Best AI Prompts for Web Scraping Scripts with ChatGPT

TL;DR

ChatGPT can generate complete Python web scraping scripts when provided with the target website structure, data requirements, and technical context
BeautifulSoup scripts work best for static HTML pages; Selenium scripts are needed for JavaScript-heavy pages
The most effective scraping prompts specify the target website, data fields, and technical stack — vague prompts produce broken scripts
Script quality depends on prompt specificity — website structure, anti-scraping measures, and error handling requirements must be included
Always add rate limiting and respectful scraping practices to generated scripts to avoid IP blocks and server overload
Generated scripts should be reviewed and tested before running on large datasets

Introduction

Web scraping scripts automate data extraction from websites. Unlike no-code scraping tools, scripts give you complete control over the extraction process, handle complex scenarios, and can be scheduled and integrated into data pipelines. The challenge is that writing scraping scripts from scratch is time-consuming, and maintaining them as websites change requires ongoing engineering effort.

ChatGPT accelerates scraping script development by generating working code from clear specifications. Given a description of what you want to extract and from which website, ChatGPT can produce a Python script using BeautifulSoup, Selenium, or Scrapy that handles the core extraction logic. You then test, debug, and maintain it.

The key to getting working scripts from ChatGPT is specificity. A prompt that says “write a script to scrape a website” produces an outline. A prompt that describes the website structure, the specific data fields, the technical environment, and the error handling requirements produces a script that is much closer to production-ready.

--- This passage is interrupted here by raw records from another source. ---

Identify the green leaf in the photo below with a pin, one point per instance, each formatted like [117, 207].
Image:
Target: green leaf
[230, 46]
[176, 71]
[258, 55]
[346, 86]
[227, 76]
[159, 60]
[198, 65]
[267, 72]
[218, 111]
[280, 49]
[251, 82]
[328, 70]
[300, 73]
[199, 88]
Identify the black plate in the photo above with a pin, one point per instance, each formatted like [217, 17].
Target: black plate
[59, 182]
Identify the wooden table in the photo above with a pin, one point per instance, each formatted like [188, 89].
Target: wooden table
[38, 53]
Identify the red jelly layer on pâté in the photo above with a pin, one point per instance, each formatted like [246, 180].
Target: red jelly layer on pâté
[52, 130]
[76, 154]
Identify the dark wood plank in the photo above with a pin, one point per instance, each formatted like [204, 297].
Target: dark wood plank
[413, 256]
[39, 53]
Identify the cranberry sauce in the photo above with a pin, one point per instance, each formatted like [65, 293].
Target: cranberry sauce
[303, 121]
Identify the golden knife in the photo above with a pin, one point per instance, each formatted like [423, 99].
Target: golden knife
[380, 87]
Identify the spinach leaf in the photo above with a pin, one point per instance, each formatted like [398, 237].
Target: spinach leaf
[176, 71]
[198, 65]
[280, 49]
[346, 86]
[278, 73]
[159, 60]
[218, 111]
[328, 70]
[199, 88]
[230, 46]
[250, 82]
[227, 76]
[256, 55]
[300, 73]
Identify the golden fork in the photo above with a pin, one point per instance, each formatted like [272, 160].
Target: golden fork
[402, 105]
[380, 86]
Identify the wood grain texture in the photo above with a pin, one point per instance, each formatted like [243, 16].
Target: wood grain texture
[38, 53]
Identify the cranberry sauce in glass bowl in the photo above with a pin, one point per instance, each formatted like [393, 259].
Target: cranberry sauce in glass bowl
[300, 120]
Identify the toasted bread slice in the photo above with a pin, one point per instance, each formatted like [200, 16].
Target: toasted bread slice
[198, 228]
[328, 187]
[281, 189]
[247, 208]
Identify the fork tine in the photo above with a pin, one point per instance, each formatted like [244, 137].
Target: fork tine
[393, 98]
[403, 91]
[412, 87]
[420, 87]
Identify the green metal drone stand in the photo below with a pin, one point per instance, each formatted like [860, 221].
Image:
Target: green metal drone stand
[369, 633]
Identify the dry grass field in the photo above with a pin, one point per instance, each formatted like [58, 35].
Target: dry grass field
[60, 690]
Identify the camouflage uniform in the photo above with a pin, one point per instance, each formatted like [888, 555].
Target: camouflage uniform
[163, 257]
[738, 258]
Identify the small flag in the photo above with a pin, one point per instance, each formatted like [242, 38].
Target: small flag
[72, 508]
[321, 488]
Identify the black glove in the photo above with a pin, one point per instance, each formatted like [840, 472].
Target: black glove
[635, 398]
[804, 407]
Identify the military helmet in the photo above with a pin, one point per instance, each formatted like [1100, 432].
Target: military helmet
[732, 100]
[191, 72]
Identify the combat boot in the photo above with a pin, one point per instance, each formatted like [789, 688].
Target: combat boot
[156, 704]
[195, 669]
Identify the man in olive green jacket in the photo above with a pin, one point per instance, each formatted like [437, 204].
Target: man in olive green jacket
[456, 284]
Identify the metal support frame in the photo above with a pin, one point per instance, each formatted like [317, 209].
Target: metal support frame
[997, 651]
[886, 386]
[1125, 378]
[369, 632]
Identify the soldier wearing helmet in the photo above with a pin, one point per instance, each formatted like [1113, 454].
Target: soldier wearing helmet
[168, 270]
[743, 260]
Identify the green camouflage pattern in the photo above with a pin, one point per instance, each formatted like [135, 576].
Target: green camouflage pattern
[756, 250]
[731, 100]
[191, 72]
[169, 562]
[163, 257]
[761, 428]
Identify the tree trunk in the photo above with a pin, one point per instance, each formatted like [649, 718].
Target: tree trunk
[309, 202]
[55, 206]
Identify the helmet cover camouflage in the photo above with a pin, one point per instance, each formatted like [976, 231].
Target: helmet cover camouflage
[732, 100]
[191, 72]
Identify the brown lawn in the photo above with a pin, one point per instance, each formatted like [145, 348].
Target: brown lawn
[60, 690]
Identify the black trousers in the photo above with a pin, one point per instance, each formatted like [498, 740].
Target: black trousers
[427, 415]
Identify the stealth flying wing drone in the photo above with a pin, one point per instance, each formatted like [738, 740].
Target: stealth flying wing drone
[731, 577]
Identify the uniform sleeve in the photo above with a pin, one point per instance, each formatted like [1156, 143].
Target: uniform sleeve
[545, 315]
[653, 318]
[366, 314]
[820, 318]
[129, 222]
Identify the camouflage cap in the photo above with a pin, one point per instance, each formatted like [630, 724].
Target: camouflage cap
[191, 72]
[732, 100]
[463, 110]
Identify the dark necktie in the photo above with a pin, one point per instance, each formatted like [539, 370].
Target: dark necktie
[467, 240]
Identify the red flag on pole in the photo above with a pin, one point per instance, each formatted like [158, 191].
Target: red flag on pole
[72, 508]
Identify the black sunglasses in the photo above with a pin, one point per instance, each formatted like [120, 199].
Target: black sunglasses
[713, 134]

BeautifulSoup vs. Selenium: Which to Use
Basic BeautifulSoup Script Prompts
Selenium Script Generation Prompts
Pagination and Multi-Page Scraping Prompts
Data Cleaning in Python Prompts
Error Handling and Robustness Prompts
Common Script Mistakes
FAQ

BeautifulSoup vs. Selenium: Which to Use {#beautifulsoup-vs-selenium}

BeautifulSoup parses the HTML that a web server sends back. It works on any website where the data you want is in the initial HTML response. It is faster and uses less memory than Selenium. Use BeautifulSoup when:

The target data loads with the initial page HTML
The website does not require JavaScript execution to display content
Speed and efficiency are important

Selenium automates a real browser (Chrome, Firefox) to render pages the way a human user would see them. It executes JavaScript, fills forms, clicks buttons, and handles dynamic content loading. Use Selenium when:

The target data loads via JavaScript after the initial page load
The website requires interaction (login, search, filtering) before data appears
The website has anti-bot measures that detect non-browser access

ChatGPT can generate scripts for both. Specify which you need based on the website you are scraping.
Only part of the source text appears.